Prokuratura od lat stała się narzędziem w rękach partii rządzącej, gdyż przez osiem lat funkcjonowała w interesie PiS, zajmując się głównie ochroną politycznych interesów Zbigniewa Ziobry. Krzysztof Śmiszek, europoseł Lewicy, podczas audycji w Radiu ZET, odniósł się do raportu z audytu postępowań przeprowadzonego w Prokuraturze Krajowej, obejmującego lata 2016-2023. „Stworzono system, który włączył prokuraturę w opresyjny aparat państwowy”, zaznaczył, podkreślając, że zbadano zaledwie 200 z 600 spraw.
PROKURATURA CZY WYKORZYSTYWAŃ NARZĘDZIEM?
Śmiszek nie szczędził krytyki na temat zbierania informacji przez prokuraturę na temat swoich kolegów, które miały służyć do szantażu. Podkreślił, że podczas marchów nacjonalistycznych we Wrocławiu, prokuratura nie reagowała, a akt oskarżenia był z reguły przykrywany przez Ziobrę. „Mamy tutaj do czynienia z sytuacją, w której Ziobro winien ponieść zarówno odpowiedzialność dyscyplinarną, jak i karną”, stwierdził, dodając, że możliwe jest nawet postawienie go przed Trybunałem Stanu.
POLITYCZNE REAKCJE NA RAPORT
Reakcje polityków na raport były różnorodne. Grzegorz Puda z PiS skrytykował Dariusza Korneluka, nazywając go „samozwańczym prokuratorem krajowym” i podważając powagę przedstawionego dokumentu. „Czy w tej chwili funkcjonujemy w państwie prawa? Według mnie nie”, skomentował. Mirosław Suchoń z Polski 2050 wprost wyraził swoje zdziwienie, zauważając, że PiS został „złapany za rękę” i stara się to zbagatelizować.

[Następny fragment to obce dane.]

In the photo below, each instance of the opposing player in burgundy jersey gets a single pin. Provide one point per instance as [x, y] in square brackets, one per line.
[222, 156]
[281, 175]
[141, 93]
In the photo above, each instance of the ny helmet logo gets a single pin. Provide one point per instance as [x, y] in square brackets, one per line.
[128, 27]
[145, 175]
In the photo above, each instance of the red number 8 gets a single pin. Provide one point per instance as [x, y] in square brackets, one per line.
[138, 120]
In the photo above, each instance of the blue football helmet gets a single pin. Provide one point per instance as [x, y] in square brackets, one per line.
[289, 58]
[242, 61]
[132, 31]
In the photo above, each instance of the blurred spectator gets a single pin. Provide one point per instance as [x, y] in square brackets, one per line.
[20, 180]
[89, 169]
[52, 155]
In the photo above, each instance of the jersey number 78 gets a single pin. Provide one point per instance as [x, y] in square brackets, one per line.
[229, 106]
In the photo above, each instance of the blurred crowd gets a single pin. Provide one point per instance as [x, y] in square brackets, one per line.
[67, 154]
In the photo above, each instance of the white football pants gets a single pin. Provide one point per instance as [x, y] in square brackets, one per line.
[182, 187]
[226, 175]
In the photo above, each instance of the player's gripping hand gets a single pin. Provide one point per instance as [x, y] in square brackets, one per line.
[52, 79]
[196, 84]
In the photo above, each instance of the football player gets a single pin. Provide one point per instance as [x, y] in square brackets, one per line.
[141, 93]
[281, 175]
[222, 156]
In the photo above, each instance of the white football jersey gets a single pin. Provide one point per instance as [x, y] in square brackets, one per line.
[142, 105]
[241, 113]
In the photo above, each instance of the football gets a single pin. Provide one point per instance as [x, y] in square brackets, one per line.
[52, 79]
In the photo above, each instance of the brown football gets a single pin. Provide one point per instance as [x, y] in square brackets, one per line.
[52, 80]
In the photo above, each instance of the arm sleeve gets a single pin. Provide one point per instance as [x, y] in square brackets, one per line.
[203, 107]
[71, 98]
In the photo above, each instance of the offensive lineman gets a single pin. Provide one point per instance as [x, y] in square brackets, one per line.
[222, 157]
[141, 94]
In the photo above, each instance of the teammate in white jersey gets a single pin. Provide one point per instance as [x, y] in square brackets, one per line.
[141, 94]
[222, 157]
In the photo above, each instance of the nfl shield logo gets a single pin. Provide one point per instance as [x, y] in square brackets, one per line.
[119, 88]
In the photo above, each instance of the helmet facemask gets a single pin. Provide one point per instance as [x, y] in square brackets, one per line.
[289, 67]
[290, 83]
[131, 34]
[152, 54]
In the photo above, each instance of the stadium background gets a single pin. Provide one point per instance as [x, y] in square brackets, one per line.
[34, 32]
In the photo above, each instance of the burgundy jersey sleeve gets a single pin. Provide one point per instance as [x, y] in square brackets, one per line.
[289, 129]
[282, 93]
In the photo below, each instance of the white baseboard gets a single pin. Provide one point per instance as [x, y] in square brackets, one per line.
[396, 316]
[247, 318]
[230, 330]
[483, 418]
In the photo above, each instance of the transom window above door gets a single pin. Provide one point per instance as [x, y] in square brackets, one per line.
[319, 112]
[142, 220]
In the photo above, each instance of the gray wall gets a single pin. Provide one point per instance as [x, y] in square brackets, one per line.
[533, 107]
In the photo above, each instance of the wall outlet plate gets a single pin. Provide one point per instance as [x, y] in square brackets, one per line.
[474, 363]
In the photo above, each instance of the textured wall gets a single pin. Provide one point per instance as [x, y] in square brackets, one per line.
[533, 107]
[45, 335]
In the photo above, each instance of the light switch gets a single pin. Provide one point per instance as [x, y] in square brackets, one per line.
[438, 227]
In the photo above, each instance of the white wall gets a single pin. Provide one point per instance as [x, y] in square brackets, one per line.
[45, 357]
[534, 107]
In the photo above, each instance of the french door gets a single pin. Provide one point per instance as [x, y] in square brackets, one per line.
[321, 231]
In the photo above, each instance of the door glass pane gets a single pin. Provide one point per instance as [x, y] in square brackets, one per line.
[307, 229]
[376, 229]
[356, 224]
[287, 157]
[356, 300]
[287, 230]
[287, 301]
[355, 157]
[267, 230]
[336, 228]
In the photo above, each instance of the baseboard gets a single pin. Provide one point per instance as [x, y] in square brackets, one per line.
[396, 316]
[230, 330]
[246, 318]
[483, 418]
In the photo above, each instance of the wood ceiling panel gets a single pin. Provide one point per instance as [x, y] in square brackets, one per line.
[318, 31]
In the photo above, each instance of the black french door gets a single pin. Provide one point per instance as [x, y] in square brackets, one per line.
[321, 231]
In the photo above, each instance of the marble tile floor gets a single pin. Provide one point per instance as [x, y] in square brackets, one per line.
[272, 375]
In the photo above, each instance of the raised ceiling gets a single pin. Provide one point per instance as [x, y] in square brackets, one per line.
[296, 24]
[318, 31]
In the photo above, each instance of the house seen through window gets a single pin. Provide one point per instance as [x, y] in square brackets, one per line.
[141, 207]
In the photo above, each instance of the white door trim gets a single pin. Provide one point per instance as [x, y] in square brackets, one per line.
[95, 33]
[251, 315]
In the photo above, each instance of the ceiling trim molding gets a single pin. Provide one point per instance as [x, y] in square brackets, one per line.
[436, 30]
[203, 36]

Małgorzata Paprocka z Kancelarii Prezydenta RP również podniosła kwestie dotyczące wiarygodności raportu, wskazując na jego ogólnikowy charakter oraz na to, że prace nad nim nie były przeprowadzone zgodnie z zasadami domniemania niewinności i procesualności obowiązującymi w normalnym państwie. „Raport dyskwalifikuje forma działania, ponieważ przedstawia 200 spraw na 300 stronach bez konkretnego odniesienia”, dodała.
WNIOSKI Z AUDYTU
Warto przypomnieć, że Prokuratura Krajowa ogłosiła powołanie zespołu prokuratorów, mającego na celu zbadanie spraw, które wzbudziły zainteresowanie opinii publicznej, a które były prowadzone i zakończone w latach 2016-2023. Zespół ten został utworzony na mocy zarządzenia Dariusza Korneluka i obecnie liczy już dziesięciu prokuratorów, co może zwiastować kontynuację kontrowersyjnych działań w polskim wymiarze sprawiedliwości.